But before I made progress on anything, I needed the magical elixir known as coffee.
It would clear away the lingering gloom that clung to me like spider webs and warm my body from the bone-chilling cold that had descended upon Massachusetts.
I threw open the door to the coffeehouse and entered the warm interior. The eye-opening aroma of coffee immediately filled my nasal passages. I already felt better by the time I placed my order and moved to the side, where the barista would hand me the one supernatural creation humans had managed to conjure.
“Long time, no see, handsome.”
Hannah Bishop was standing behind me, and I internally cringed.
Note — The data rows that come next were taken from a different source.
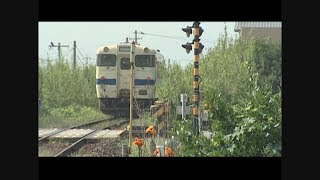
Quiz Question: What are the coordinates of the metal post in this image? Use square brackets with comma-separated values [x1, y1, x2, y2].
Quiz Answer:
[73, 41, 77, 70]
[129, 41, 135, 154]
[134, 30, 138, 44]
[49, 42, 69, 61]
[58, 43, 61, 61]
[192, 21, 200, 136]
[122, 144, 128, 157]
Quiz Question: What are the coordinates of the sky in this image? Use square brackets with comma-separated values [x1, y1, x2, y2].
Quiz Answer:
[38, 21, 236, 66]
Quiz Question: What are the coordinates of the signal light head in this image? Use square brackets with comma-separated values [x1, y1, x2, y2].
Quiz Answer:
[193, 21, 200, 27]
[182, 26, 192, 37]
[182, 42, 192, 54]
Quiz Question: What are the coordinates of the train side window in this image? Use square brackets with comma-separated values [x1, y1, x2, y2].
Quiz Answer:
[97, 54, 117, 66]
[135, 55, 156, 67]
[120, 58, 131, 70]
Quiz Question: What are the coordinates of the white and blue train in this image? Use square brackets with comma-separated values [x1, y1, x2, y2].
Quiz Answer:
[96, 44, 163, 116]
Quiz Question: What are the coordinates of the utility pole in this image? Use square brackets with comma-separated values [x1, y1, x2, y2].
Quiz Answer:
[128, 41, 136, 154]
[182, 21, 204, 136]
[84, 55, 92, 66]
[49, 42, 69, 61]
[73, 41, 77, 70]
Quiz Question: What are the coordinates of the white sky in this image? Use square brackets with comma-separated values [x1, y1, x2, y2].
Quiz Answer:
[38, 21, 235, 66]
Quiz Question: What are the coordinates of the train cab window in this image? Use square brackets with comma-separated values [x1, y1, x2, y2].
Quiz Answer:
[120, 58, 131, 70]
[97, 54, 117, 66]
[135, 55, 156, 67]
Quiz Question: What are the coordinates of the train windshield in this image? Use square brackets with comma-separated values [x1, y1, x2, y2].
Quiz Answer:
[135, 55, 156, 67]
[97, 54, 117, 66]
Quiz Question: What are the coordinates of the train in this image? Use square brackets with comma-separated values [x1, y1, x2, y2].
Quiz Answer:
[96, 44, 164, 116]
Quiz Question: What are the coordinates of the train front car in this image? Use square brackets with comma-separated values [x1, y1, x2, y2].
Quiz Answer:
[96, 45, 157, 116]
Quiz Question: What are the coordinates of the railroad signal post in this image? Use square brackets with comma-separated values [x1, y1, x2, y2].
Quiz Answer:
[128, 41, 136, 154]
[182, 21, 204, 136]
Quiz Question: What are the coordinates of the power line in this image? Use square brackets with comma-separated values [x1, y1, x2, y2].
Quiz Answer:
[140, 32, 214, 43]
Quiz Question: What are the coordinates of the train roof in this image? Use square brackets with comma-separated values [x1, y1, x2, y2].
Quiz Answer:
[96, 44, 157, 54]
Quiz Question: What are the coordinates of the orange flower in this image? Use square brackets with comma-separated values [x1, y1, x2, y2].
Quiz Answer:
[153, 148, 160, 157]
[164, 146, 174, 157]
[146, 125, 156, 134]
[133, 138, 144, 148]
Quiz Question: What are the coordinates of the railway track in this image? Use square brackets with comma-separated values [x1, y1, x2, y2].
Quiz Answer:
[54, 118, 129, 157]
[38, 118, 116, 143]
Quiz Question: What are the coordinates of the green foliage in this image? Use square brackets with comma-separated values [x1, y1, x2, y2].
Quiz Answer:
[39, 105, 107, 128]
[39, 60, 98, 113]
[158, 28, 282, 156]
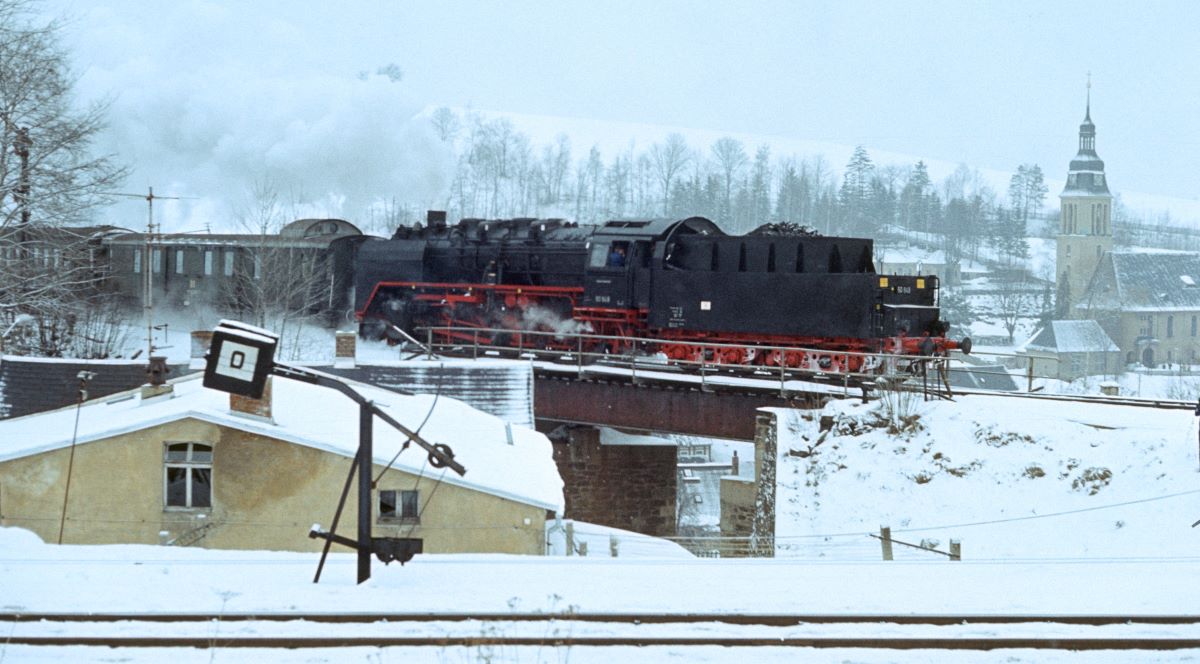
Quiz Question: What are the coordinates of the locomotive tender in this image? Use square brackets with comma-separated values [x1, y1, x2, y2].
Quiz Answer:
[354, 211, 971, 372]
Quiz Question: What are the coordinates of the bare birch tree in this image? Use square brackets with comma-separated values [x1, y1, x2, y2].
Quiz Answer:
[0, 0, 125, 357]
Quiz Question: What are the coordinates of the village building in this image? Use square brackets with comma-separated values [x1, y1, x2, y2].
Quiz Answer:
[0, 375, 563, 555]
[875, 245, 962, 287]
[1018, 321, 1121, 381]
[1056, 83, 1200, 373]
[1055, 83, 1112, 318]
[1074, 250, 1200, 367]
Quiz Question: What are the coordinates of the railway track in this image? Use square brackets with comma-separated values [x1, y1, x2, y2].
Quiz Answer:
[7, 614, 1200, 651]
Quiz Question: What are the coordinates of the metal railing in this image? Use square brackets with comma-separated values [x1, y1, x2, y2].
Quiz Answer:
[418, 327, 950, 393]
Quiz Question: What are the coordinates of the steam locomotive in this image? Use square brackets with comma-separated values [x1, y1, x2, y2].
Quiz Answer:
[354, 213, 971, 372]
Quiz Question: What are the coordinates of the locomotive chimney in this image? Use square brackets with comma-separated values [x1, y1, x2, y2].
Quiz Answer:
[334, 331, 358, 369]
[142, 355, 174, 401]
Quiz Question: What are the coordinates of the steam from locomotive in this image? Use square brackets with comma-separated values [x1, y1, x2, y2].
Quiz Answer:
[354, 213, 971, 371]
Hannah and I had dated briefly last year, and though she was a beautiful woman, she wanted more than I was willing or able to give.
When I didn’t immediately greet her in return, she regarded me with light green eyes—which I’d always been a sucker for on a woman or a man—and hands placed on her slender hips.
“Sorry,” I managed in my usual flat tone. I wasn’t one for expressing emotions. “Just surprised to see you. It’s been a few months.”
“Well, if you hung out in places other than the library or your dorm room, you might actually run into people.” She held her chin high as she always did when she was angry, but when it trembled, I realized she was merely masking her hurt. Despite my best intentions, she’d fallen in love with me, and love was something I did not do.
Love, like most emotions, was a useless distraction. They kept us from our true goals and from being our true selves. How could we be who we really were if we constantly had to kowtow to someone else?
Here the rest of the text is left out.